There’s a new dimension that I’ve started judging computer tools and software on: how much control I have over what it does. There aren’t many things more frustrating than a program that you’re trying to use, that you know it should be able to do the right thing, but you can’t convince it to do it for you. I think a very good example of this is Wolfram Alpha — WA is an amazing tool that can do a lot of things, but my complaint (and many others’) is that it is very hard to know when it is going to do what you want. WA is great for typing in random queries and seeing what kinds of things it can do, but if I ever actually want something from it (which has happened on occasion) and WA doesn’t guess what I’m asking on the first try, it’s extremely frustrating to try to figure out what magic words I need to use to make it do that.
The problem is that WA tries to guess what I mean. That wouldn’t be a problem by itself, but combined with the fact that it doesn’t always get it right, makes the experience frustrating. What do I need to enter to make WA guess correctly? I really don’t know. I suppose that if you use WA enough, you can figure out its quirks and know exactly what you need to type to get what you want. But assuming you haven’t spent a lot of time with it, the fact that you can’t say things like “Please treat this as a Mathematica expression” makes it very hard to get what you want.
Contrast this with Google. Google does a lot of things to figure out what you’re trying to search for (shopping sites, images, news results, etc), but in general it is much easier to know what kinds of things Google is going to give you for a specific query. Perhaps this is due to my greater experience with Google, but to me Google is just more understandable. I might not know all of the guts of what it’s doing for search rankings or how exactly it’s deciding that I want to search for news articles, but I at least feel like I am in control. And that’s what’s lacking in WA.
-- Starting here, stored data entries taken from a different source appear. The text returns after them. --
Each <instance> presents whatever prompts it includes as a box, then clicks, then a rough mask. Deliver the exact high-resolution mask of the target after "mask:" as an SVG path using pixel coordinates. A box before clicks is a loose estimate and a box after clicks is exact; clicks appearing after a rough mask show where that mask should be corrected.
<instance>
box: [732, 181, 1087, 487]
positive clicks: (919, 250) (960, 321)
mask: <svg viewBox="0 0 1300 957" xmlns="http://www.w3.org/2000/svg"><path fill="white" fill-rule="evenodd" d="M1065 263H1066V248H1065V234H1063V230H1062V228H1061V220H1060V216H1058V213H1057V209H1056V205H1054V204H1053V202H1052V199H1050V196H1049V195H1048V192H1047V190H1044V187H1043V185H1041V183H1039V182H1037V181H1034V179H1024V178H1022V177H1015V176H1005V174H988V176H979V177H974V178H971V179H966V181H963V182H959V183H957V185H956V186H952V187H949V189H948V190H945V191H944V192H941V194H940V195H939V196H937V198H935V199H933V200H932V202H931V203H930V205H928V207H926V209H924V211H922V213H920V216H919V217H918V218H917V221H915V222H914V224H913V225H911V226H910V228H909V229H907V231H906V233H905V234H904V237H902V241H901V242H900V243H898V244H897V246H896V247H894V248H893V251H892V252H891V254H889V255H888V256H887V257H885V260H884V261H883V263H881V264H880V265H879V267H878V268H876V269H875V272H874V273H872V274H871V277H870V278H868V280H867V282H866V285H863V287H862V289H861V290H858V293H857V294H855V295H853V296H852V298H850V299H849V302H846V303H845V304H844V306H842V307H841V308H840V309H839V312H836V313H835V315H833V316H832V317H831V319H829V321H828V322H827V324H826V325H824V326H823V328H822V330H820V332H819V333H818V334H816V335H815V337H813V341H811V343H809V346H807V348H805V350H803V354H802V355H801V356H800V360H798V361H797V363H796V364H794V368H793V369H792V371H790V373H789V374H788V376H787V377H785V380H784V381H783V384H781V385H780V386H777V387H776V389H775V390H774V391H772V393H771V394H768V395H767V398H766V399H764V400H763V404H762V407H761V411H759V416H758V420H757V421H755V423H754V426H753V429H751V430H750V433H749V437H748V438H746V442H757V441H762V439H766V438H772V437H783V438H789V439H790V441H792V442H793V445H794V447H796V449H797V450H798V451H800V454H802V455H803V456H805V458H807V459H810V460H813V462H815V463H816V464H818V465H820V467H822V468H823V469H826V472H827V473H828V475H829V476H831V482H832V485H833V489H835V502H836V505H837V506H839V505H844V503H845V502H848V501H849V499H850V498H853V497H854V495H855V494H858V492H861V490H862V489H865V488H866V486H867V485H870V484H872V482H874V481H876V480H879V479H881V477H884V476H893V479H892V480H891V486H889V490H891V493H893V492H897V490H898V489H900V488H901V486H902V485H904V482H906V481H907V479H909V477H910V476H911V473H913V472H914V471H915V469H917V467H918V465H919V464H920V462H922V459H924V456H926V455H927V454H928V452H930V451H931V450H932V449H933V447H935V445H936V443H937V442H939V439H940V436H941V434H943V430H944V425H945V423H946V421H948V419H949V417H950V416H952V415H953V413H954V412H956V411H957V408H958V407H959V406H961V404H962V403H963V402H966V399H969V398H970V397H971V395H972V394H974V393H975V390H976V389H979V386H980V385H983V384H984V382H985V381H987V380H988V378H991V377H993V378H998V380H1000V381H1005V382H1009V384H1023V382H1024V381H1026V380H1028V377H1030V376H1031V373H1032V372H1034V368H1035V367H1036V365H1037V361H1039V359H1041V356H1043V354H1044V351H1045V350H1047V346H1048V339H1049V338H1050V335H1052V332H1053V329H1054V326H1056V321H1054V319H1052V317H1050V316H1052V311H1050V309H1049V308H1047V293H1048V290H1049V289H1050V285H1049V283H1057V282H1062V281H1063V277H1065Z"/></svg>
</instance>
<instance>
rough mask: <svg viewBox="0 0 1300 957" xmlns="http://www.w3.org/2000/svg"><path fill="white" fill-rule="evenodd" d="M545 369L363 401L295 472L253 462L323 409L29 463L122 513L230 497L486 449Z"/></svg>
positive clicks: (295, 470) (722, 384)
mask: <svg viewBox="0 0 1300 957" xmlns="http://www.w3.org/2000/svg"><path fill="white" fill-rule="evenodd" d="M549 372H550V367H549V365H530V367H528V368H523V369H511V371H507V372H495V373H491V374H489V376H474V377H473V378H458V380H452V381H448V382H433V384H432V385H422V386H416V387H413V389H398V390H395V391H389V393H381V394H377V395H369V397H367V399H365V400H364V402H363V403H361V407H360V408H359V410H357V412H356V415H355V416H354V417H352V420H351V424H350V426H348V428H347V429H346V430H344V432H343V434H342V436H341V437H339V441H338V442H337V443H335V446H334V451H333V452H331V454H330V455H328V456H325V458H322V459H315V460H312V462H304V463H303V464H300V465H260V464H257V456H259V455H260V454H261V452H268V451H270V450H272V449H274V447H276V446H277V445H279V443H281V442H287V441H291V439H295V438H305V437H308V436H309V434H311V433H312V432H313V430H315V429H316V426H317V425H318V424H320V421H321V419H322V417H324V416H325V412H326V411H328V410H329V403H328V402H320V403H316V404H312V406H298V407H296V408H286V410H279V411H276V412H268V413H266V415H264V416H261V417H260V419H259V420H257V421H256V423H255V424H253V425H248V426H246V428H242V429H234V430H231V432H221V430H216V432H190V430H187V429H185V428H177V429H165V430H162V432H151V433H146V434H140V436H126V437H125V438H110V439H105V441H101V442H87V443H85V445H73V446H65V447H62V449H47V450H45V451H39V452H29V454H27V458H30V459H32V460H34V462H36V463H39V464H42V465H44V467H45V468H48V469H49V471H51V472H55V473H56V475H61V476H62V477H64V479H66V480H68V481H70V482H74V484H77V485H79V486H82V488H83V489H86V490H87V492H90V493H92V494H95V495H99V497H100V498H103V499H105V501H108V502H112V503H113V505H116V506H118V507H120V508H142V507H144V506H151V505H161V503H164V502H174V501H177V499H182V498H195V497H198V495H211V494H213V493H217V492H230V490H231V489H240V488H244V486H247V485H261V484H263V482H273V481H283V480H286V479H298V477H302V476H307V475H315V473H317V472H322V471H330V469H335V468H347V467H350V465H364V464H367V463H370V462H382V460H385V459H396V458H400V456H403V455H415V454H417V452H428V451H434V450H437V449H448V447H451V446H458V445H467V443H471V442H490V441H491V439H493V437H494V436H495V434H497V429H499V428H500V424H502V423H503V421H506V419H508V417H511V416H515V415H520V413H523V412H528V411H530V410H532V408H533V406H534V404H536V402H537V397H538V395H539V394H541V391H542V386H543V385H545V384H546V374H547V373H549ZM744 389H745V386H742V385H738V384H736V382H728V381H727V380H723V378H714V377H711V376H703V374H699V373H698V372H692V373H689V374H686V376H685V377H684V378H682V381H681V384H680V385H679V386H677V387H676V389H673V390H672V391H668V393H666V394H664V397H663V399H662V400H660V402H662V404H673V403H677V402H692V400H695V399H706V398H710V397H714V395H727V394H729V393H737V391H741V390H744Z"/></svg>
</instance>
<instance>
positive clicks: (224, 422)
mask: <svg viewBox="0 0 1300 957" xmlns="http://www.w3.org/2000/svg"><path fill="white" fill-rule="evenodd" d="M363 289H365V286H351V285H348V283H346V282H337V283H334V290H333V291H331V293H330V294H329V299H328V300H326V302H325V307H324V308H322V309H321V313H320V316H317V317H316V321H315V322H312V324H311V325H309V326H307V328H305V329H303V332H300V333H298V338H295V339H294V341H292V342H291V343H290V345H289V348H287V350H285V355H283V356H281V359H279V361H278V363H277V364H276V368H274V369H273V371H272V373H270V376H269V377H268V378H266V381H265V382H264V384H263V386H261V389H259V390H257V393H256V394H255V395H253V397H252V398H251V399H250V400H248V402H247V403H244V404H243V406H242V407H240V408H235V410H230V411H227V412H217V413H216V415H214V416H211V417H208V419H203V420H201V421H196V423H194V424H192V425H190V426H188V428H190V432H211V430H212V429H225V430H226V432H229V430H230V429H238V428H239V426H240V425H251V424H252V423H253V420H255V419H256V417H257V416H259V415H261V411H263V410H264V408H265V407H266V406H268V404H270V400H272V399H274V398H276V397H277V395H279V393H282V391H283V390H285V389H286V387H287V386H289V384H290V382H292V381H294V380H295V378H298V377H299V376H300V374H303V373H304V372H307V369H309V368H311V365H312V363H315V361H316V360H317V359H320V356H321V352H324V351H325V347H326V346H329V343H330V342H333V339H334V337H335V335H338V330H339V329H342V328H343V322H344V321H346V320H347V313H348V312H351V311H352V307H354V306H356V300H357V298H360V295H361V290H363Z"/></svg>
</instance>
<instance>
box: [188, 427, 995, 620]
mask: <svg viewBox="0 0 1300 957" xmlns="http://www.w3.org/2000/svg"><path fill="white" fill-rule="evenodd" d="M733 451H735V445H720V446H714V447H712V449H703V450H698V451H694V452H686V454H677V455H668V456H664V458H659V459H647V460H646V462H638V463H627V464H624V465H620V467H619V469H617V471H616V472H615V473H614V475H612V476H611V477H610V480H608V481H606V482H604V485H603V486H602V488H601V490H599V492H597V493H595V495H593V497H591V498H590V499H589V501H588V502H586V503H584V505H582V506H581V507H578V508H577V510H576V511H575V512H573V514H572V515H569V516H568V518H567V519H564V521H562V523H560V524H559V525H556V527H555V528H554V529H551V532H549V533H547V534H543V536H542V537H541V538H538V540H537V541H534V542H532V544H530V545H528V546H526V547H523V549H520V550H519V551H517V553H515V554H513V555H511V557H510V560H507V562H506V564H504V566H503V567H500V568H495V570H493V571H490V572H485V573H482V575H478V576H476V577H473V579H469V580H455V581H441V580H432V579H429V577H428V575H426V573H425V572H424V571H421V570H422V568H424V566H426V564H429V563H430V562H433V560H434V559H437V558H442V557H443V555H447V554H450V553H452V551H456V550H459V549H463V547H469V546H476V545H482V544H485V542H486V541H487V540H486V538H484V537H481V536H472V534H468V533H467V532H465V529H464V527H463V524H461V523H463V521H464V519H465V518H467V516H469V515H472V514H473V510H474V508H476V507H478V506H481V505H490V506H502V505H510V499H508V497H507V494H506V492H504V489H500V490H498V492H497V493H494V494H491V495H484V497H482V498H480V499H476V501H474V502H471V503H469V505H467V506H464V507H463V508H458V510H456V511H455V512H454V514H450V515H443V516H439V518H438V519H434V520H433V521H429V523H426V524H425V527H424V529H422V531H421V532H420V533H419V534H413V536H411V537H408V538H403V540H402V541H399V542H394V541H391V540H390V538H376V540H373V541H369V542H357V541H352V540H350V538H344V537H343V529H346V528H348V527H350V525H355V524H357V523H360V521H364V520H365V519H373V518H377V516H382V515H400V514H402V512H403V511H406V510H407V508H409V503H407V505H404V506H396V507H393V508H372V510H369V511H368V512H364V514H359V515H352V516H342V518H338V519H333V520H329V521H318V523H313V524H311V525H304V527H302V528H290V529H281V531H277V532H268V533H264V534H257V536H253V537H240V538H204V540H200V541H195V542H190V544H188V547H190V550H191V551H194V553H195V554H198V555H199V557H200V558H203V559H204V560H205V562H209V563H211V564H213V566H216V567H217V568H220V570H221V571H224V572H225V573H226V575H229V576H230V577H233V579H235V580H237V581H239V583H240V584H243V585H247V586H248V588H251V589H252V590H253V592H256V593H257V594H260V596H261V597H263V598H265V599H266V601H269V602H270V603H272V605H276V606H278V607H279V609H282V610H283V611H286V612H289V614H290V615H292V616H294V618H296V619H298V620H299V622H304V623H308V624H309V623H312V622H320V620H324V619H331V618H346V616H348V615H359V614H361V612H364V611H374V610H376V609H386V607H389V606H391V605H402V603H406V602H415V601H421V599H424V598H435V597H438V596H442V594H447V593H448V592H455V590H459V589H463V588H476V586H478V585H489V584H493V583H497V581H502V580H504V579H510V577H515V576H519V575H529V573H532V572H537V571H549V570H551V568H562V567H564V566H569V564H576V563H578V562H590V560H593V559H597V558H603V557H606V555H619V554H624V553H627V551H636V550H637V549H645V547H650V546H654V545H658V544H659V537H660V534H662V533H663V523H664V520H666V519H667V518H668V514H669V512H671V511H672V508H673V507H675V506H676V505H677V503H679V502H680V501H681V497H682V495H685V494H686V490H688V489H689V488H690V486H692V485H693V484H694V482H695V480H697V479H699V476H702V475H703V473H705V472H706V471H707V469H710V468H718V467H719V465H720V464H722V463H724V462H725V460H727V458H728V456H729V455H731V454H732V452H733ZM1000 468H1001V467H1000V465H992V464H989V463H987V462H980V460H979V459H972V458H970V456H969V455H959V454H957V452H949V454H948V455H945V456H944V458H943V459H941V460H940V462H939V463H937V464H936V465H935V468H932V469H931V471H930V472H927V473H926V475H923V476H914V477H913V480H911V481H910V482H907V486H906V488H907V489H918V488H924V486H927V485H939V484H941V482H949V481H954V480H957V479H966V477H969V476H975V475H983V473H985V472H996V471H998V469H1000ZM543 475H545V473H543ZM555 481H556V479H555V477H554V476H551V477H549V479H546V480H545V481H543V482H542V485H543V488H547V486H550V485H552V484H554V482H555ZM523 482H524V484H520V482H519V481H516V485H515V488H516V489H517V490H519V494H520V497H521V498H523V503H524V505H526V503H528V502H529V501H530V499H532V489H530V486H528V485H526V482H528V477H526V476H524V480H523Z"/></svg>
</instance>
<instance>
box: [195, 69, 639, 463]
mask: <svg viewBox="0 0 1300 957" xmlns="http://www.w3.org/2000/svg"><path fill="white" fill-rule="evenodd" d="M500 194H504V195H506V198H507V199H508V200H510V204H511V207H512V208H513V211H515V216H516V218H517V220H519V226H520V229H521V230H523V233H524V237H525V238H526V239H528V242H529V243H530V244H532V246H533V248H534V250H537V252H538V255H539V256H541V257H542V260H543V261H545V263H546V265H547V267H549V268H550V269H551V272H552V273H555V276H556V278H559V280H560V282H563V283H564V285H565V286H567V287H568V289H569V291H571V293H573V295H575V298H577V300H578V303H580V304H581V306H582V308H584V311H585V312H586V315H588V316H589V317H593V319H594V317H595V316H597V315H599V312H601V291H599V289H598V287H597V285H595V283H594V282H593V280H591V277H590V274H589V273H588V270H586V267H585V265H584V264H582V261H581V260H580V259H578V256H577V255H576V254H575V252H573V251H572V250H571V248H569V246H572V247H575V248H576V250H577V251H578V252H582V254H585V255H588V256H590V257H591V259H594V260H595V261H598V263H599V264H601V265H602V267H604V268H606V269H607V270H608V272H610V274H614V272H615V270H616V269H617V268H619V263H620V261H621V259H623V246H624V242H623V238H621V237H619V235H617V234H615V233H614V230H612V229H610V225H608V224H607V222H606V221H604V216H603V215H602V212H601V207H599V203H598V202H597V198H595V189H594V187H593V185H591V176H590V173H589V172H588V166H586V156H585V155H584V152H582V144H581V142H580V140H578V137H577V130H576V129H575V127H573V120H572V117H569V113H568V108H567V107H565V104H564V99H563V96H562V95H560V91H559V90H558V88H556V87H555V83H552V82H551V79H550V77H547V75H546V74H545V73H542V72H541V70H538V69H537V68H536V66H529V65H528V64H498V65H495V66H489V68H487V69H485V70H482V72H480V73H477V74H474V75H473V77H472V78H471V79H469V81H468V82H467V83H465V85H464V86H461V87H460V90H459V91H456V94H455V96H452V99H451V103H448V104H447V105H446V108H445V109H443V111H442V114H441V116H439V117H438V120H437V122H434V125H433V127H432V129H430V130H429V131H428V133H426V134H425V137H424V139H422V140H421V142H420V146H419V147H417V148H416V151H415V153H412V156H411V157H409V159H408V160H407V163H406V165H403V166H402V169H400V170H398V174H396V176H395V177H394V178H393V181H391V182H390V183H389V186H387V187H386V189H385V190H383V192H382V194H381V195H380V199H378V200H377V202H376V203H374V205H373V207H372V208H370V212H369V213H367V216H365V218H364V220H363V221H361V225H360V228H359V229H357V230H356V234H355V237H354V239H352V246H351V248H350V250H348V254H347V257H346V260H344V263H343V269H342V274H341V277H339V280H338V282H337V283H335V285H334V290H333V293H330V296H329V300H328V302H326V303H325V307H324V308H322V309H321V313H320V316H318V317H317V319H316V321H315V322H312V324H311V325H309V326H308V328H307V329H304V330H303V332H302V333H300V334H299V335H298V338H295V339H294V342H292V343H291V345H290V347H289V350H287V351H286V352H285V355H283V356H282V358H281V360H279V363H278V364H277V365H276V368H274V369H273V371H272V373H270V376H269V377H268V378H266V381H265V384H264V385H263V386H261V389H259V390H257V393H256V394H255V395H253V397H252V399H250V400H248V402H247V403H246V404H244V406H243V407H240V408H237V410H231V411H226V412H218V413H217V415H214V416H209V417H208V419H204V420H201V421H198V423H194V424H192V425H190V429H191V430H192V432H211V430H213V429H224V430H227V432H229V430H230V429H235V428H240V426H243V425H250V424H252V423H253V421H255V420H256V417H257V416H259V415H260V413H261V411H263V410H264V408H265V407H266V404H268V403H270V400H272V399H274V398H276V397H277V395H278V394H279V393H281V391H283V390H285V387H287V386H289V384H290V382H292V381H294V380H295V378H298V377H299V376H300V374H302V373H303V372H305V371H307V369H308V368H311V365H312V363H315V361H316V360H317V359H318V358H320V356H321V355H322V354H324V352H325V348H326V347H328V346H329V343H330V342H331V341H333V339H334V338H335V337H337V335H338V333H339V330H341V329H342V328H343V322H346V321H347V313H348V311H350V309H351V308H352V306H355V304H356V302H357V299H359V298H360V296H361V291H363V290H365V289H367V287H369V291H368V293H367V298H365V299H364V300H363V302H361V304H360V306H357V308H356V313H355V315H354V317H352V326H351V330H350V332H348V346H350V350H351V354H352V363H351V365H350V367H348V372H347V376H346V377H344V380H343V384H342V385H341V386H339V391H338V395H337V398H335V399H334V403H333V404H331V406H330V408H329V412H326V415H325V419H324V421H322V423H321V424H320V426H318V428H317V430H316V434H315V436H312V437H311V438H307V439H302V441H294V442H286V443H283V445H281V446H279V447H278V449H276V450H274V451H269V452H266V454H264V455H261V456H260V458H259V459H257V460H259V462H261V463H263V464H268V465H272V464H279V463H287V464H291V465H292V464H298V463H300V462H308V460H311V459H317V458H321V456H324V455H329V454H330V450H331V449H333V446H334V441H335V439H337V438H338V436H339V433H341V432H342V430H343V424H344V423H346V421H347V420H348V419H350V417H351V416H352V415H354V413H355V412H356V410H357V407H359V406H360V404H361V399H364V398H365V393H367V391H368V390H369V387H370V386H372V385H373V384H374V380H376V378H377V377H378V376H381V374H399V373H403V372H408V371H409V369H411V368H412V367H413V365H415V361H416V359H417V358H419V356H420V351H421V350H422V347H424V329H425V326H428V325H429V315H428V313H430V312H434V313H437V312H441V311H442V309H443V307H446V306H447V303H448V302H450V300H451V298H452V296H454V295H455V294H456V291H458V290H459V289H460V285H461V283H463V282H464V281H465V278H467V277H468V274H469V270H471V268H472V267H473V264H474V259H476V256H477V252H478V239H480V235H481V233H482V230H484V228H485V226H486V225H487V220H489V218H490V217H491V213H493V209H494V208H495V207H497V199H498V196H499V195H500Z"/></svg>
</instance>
To be in control of my tools, I feel like I need to have a good mental map of input->output. For Google, I have a fairly good idea of what kinds of results I’ll get for what kinds of queries; for WA, not really. This makes it very hard to find a good input that will map to the right output. Having this map isn’t the only way to be in control, I suppose: if the tool is good enough that it can always guess your desired output, then you don’t really need to know how it’s guessing. But the problem is that no program is at that point, and I think fundamentally, no tool ever will. That’s not a statement about the future of NLP, but rather the fact that the computer has to do an impossible task: create a unique mapping between what I say and what I mean. And I think people just have too many ways of saying the same thing, and more importantly the same thing can mean too many things, so the computer will never be perfect. So you need some amount of canonicalization, which by nature has to be dictated by the program. But if you have no idea what the program has decided the canonicalization is, the experience is frustrating.
I suppose there’s also the other alternative, that you don’t really care what the output of your programs are. There are plenty of tools that I use, that I’m sure have very advanced configuration options; I just don’t know about them, and I don’t really care. It wouldn’t be any different to me if my CD burner burned in a different format, as long as it’s readable; so in this case I don’t really need that control. Though if I burned a lot of CDs, I probably would.
Anyway, in summary, my point is that until computers are completely able to take over the driver’s seat from the people using them, there needs to be understandable consequences for every action that the user can take. Programs may get to the point that they can completely guess what we want (though I doubt it), but until then they need to remain as tools and nothing more.